Recall proponents understand this latent Latino antipathy better than Democrats. That’s why they’re already portraying Newsom’s actions over the past year as a specific betrayal of Latinos.
“The Latino community has been devastated by this governor’s incompetence,” California Republican Party Chair Jessica Milan Patterson told the Sacramento Bee. “Latinos are fed up with empty words and double standards.”
They’re going to hit this message again and again — ironic considering many of its candidates have won elections by portraying Latinos as leeches. But all that recall opponents have done to try and counter this messaging so far is to claim that QAnon and Proud Boys are the main drivers behind the recall. The strategy only works so much before Latinos start to ask for a more substantive argument.
Gov. Gavin Newsom is likely to beat the recall effort, columnist George Skelton writes, but there are a few scenarios that could see him booted from office.
Democrats better be scared when that happens. For the last quarter-century, they’ve run races in California by doing little more than pointing out the xenophobia of the GOP. They haven’t had to campaign much for our votes — but the Newsom recall will expose their electoral flab and weak muscles. So Newsom’s defenders need to wake up, smell the pozole, and take this recall seriously.
Over the next couple of months, they need to make the case to Latinos that 2020 was an unforeseen aberration that only Newsom can rectify. Latinos can’t afford to take grandiose words for granted as in previous elections; we need to push to make sure promises turn into action instead of the usual desmadre.
Our marriage with Democrats has allowed the party to get a supermajority in Sacramento. What has it gained us? U.S. Sen. Alex Padilla, sure, but income inequality and educational attainment gaps in California plagued Latinos long before the coronavirus, became worse in the last year, and will probably be exacerbated for decades. Latinos need to scare Newsom’s camp by keeping our options open on the recall question, and show him our bill.

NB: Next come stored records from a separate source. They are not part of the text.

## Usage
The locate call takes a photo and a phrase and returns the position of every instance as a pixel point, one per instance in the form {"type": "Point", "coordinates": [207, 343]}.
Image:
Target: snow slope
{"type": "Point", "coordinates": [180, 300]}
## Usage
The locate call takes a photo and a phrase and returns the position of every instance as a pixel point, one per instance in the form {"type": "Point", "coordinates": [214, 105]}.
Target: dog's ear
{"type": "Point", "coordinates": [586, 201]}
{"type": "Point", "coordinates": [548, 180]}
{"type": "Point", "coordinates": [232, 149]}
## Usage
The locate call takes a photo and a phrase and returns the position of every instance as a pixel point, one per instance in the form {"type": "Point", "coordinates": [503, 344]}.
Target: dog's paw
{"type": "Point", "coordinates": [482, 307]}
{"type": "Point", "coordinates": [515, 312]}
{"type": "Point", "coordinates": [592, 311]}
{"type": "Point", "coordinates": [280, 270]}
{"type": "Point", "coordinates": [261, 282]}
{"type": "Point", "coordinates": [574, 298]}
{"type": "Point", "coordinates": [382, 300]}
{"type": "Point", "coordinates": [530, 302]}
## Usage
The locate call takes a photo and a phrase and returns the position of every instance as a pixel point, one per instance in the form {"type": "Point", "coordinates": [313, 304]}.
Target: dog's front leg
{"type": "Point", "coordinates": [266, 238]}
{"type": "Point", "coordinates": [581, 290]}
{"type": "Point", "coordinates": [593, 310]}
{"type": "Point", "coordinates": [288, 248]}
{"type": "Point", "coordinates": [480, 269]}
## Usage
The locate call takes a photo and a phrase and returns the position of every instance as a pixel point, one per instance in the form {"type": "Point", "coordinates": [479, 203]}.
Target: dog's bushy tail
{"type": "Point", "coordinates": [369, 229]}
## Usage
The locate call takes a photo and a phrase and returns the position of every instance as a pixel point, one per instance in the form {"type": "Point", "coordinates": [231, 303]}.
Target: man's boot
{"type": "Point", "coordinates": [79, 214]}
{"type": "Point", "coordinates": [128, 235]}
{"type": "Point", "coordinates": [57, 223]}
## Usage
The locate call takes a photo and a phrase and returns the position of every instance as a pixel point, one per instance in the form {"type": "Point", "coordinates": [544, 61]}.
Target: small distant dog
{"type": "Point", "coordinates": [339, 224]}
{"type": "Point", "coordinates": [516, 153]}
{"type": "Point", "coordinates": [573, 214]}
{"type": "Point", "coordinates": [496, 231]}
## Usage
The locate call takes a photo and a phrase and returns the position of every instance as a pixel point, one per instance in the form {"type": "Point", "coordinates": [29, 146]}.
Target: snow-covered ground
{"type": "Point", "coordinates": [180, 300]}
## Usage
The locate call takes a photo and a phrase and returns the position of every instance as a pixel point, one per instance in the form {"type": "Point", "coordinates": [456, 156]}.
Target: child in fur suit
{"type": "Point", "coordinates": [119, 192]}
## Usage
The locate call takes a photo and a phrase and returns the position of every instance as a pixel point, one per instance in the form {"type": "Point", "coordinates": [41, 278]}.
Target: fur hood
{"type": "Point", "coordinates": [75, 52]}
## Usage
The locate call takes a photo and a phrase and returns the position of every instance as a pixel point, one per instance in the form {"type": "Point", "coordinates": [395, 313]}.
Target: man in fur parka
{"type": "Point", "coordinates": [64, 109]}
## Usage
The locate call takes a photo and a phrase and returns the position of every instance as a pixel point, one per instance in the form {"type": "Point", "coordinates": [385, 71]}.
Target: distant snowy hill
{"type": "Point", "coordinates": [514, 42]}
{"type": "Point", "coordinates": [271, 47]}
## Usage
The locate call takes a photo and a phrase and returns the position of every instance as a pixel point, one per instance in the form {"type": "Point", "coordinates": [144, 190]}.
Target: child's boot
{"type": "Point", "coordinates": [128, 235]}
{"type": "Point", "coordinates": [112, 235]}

So how about it, Latinos? Ready to rain down some desmadre? With this recall, we have the opportunity of a generation. Let’s decide the recall, and alter both parties forever in the process. Make the Republicans repudiate hate and conspiracies forever and finally act like a legitimate party if they want us to ixnay the Gavin-ay. Force the Democrats to never take us for granted again. We are the last, best hope for either side, so let’s make them work for us like baile folklorico dancers stomping around a sombrero.
All this desmadre brings to mind another Spanish phrase that every Latino voter should think come Special Election Day: No la riegues. Don’t mess it up.